バルザック全集にも挿絵が欲しかった、角川文庫版の『ゴリオ爺さん』には挿絵があったのに、という書き込みをした際に、子どもの頃に読んだ岩波少年文庫の挿絵のことを書いた。
思い出に残る岩波少年文庫の挿絵は、ドラ・ド・ヨング『あらしの前』、『あらしのあと』に挿入されていたものである。第二次大戦前後の、のどかかなオランダの田舎の風景と、そこで育ったオランダ少女のアメリカ兵への恋情が軽やかなペン画で描かれていた。
これは、ひょっとするとバルザックではなく、ニコラス・フリーリング原作『雨の国の王者』が、テレビドラマ「ファンデル・ベルグ警部」としてBSミステリー・チャンネルで放映されることを書いた際の余談だったかもしれない。
リンドグレーンの『名探偵カッレくん』シリーズも(シリーズと言っても3作だけだが)お気に入りだった。(上の写真)
こちらはスウェーデンの子どもたちの生活が描かれていて、ぼくのスウェーデンへの憧れは、彼の地に「性革命」が起きたり、社会民主党政権が誕生するよりはるか前、この本を読んだときに生まれたと思う。
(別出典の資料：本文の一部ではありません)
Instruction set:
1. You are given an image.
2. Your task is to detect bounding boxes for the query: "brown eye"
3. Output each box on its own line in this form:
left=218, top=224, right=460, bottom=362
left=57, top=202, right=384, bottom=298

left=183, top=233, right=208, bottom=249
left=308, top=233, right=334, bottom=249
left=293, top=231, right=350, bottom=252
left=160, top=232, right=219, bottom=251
1964年の東京オリンピックに出場したハグベリ選手へのあこがれも以前に書き込んだが、彼女もスウェーデン選手だった。そういえば、1969年、予備校時代のぼくが憧れていた五木寛之にも「北欧小説集」という副題のついた短編集があった(先日断捨離してしまったので、題名は分からない)。「ソフィアの秋」が舞台となったソフィアへの憧れを抱かせたほどには、北欧への思いは強まらなかったが、まだスウェーデンをはじめとする北ヨーロッパが憧れの対象だった最後の時代だった。
その後のオランダ、スウェーデンの現実は、ぼくの憧れを粉砕してしまった。
「ファン・デル・ファルク警部」や「マルティン・ベック警部」(マイ・シューバル、ペール・ヴァールー共作)シリーズ、その他のオランダ、北欧ミステリーに描かれた彼の国の現実は目を背けたくなるものだった。
ただし、ぼくは以前にオランダの安楽死法制を調べたことがあるが、一定の要件のもと、医療者による安楽死を認めるオランダ法制を否定しない。立法化によるものだったか、検察の不起訴裁量権の行使だったか、安楽死の合法化が独特だったように記憶する。オランダの安楽死を紹介した新書で調べようと探したが、見つからない。ゼミで安楽死をテーマにしたゼミ生に貸したところ返ってこなかったのか、あげてしまったのかもしれない。